Be assured: we’re big believers in the benefits of construction technology. But costs are critical too and must be looked at carefully when assessing future purchases. As you estimate the return on a potential technology investment, here are major cost categories to consider.
This is the starting point—the actual purchase price or lease payment for the technology you expect to procure. For a more complete picture of acquisition costs, add in the labor costs associated with evaluating products, reviewing vendor proposals and making a final selection. And don’t overlook the costs you’ll incur to enable the technology you’re acquiring. For example, if you have to upgrade an operating system to support new software, that cost should be rolled into your calculation.
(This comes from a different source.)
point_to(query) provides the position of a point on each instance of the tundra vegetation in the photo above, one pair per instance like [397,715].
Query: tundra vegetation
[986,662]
These are costs you rack up as you roll the technology out to users. They consist of installation, configuration and training expenses, including consultants’ fees. Some companies also factor in costs related to temporary productivity declines that may happen when new processes and systems are introduced.
Maintenance and support costs
This category captures the costs of keeping new technology running, adding functionality or scaling up to accommodate more users. It includes the cost of warranties, support contracts, licensing agreements and future upgrades. The cost of IT support staff is also part of this calculation.
Risk management costs
As companies grow increasingly dependent on connectivity, new risks emerge relative to internet disruptions, data security breaches and other incidents that could compromise the ability to do business. The cost of mitigating these risks is one more factor you may want to consider.
These costs, which are closely aligned with benefits, attempt to quantify the impact of not investing in new tools and systems. For example, if some combination of technologies could allow you to do 15 percent more work with your existing fleet, failure to invest in those technologies “costs” you a 15 percent increase in revenue.
Speaking of benefits
You’re smart to consider all the costs associated with an IT investment, but a full accounting of benefits is also in order. Work with your equipment supplier to quantify the impact of construction technology on safety, productivity and cost reduction. Consider how an investment could help you:
- Use assets more efficiently
- Optimize fleet size and reduce rental expenses
- Finish jobs faster with less fuel, materials and rework
- Keep people out of harm’s way
- Identify training opportunities
- Prevent abuse of equipment
- Reduce theft
- Cut maintenance and repair time and costs
- Lower insurance premiums
- Develop more competitive bids
- Boost the resale value of your assets
- Simplify compliance reporting
When considering a technology investment, run the numbers—on both sides of the equation—so you can make the best possible decision for your business and your future.